When events like Silicon Valley Bank (SVB) and Signature Bank happen, it’s natural to wonder how a bank safeguards your funds. Fortunately, the Federal Deposit Insurance Corporation (FDIC) insurance was designed for this very reason: to help protect your funds once deposited.
The FDIC is an independent government agency that protects bank depositors from the loss of uninsured deposits at an FDIC-insured bank. This organization oversees FDIC deposit insurance, which protects bank customers if an FDIC-insured institution fails. In other words, FDIC insures your money at the bank.
In the event of a bank failure, the FDIC provides depositors with an insurance payout of up to $250,000 per depositor, per institution, and per ownership category. If your bank is an FDIC-insured institution, you don’t need to apply for FDIC insurance because coverage is automatic.

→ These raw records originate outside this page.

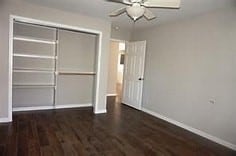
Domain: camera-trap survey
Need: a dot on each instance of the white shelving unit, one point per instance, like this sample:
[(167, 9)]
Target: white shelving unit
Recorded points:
[(31, 39), (27, 36), (43, 76)]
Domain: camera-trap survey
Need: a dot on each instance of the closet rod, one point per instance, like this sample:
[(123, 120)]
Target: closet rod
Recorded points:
[(33, 87), (34, 56), (33, 69), (76, 73), (32, 39)]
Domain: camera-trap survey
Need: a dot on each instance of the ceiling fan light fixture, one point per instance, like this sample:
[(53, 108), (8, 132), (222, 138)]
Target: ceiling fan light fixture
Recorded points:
[(135, 11)]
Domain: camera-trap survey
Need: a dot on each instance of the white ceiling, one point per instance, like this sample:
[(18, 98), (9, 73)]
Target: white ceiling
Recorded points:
[(101, 9)]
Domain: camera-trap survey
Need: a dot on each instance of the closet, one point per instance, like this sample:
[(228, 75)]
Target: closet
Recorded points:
[(52, 67)]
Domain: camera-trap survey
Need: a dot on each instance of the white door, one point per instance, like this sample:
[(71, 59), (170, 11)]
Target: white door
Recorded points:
[(134, 74)]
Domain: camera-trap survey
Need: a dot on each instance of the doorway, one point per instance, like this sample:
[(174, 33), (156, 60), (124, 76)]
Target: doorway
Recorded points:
[(116, 69)]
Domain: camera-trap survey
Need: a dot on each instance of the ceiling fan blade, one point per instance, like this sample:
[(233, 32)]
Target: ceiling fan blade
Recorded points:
[(162, 3), (118, 12), (149, 15), (121, 1)]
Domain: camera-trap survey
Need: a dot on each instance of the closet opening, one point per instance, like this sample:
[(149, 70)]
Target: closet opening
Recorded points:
[(52, 66)]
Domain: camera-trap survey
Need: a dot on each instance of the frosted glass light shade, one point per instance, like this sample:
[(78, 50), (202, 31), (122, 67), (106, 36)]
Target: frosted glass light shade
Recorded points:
[(135, 11)]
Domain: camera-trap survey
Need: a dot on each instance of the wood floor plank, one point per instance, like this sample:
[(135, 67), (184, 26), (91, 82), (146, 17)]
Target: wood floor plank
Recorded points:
[(123, 131)]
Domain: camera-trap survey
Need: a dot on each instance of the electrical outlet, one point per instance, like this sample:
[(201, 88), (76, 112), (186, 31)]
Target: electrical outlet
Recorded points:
[(212, 101)]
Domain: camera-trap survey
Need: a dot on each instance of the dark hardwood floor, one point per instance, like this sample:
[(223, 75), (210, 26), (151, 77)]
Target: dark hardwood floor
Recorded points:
[(78, 132)]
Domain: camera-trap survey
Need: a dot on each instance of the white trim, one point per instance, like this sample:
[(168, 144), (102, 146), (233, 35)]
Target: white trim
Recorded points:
[(11, 22), (4, 120), (98, 74), (38, 108), (73, 106), (111, 94), (57, 25), (191, 129), (36, 40), (34, 56), (32, 71), (20, 109), (101, 111)]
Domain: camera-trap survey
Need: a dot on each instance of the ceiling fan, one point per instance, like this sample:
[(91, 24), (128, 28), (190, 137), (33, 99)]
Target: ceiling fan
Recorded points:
[(138, 8)]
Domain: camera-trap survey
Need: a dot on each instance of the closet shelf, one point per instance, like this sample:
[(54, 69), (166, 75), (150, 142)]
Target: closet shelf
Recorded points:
[(76, 73), (33, 71), (34, 56), (33, 39), (34, 86)]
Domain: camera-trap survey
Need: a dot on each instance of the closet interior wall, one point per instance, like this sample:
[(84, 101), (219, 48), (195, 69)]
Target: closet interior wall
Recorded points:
[(52, 67)]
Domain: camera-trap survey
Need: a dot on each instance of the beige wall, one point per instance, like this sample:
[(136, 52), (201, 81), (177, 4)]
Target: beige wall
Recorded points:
[(120, 34), (24, 8), (113, 68), (188, 64)]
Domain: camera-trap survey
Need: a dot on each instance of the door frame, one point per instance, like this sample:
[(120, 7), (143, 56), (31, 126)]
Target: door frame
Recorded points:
[(124, 41), (57, 25), (140, 105)]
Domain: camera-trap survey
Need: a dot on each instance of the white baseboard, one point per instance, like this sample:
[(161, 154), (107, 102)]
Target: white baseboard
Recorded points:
[(4, 120), (191, 129), (73, 106), (19, 109), (51, 107), (111, 94), (100, 111)]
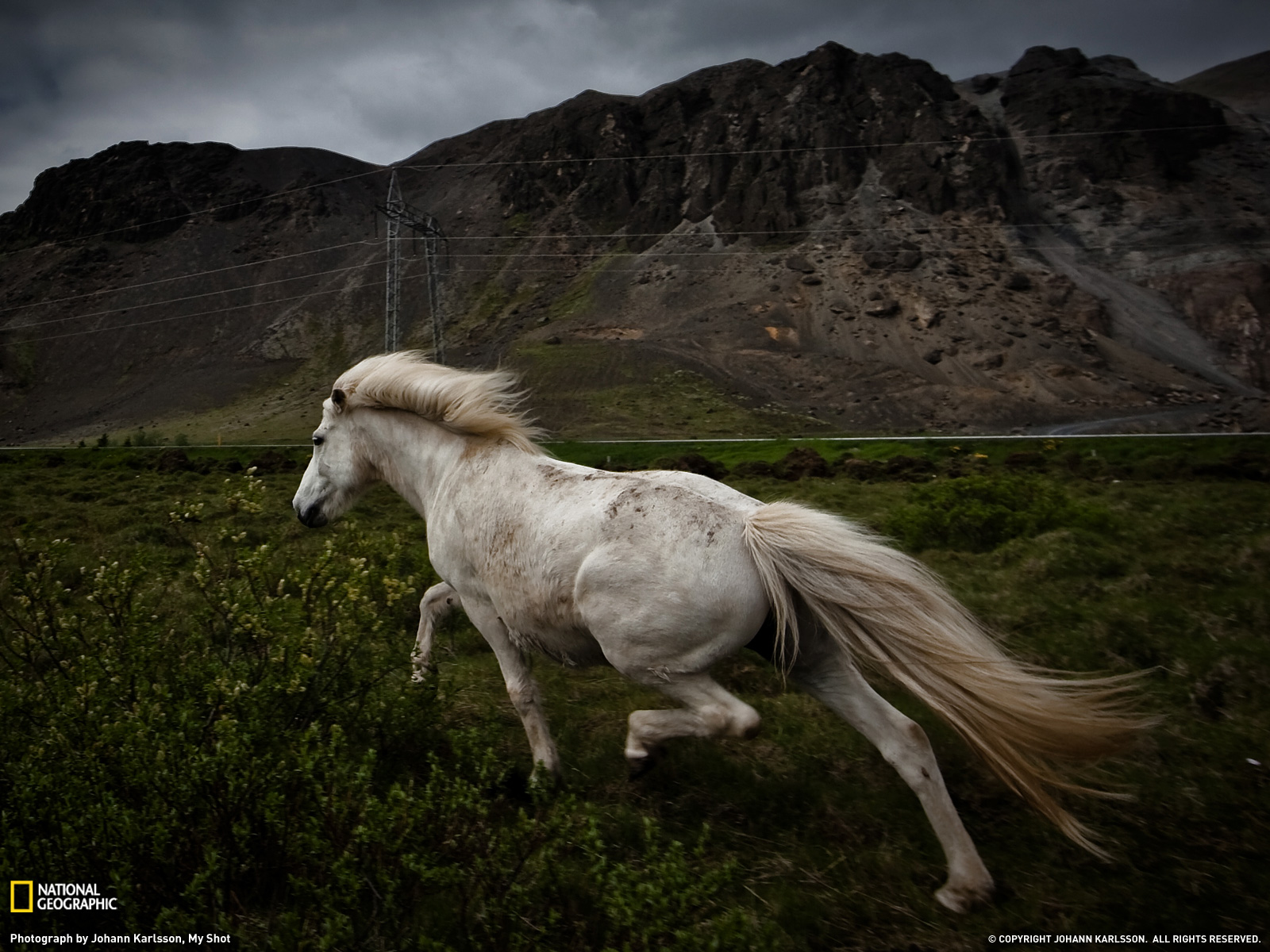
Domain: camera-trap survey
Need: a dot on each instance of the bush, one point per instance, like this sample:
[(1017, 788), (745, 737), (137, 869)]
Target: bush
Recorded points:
[(239, 748), (978, 513)]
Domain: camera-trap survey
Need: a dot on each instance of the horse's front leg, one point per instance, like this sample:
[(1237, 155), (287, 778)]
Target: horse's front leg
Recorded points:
[(436, 605), (521, 687)]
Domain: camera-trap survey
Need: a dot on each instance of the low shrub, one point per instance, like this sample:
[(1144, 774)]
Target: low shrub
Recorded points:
[(979, 513)]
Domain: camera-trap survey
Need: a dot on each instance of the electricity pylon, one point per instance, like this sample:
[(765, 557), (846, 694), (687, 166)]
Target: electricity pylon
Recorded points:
[(423, 225)]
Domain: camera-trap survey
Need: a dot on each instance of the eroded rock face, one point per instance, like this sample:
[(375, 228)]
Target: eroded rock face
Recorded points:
[(781, 140), (1086, 107), (852, 239)]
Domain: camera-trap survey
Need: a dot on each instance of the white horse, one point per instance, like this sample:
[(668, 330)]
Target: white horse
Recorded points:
[(664, 574)]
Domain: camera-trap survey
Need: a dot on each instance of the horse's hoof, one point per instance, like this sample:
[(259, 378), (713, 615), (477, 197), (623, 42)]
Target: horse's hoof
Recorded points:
[(963, 899), (639, 766)]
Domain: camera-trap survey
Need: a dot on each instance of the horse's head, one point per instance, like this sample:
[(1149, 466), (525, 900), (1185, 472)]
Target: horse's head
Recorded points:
[(338, 473)]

With SVB and Signature Bank, banking regulators took the extraordinary step of designating both banks as systemic risks to the financial system, giving regulators flexibility to backstop the uninsured deposits. Regulators hoped that by protecting these deposits, they would bolster confidence in the banking system.
We expect the government’s quick actions will boost trust in the banking system, yet these events may have an impact on longer-term economic growth. I’m keeping a close watch on the situation and plan to provide you with additional updates as the situation evolves.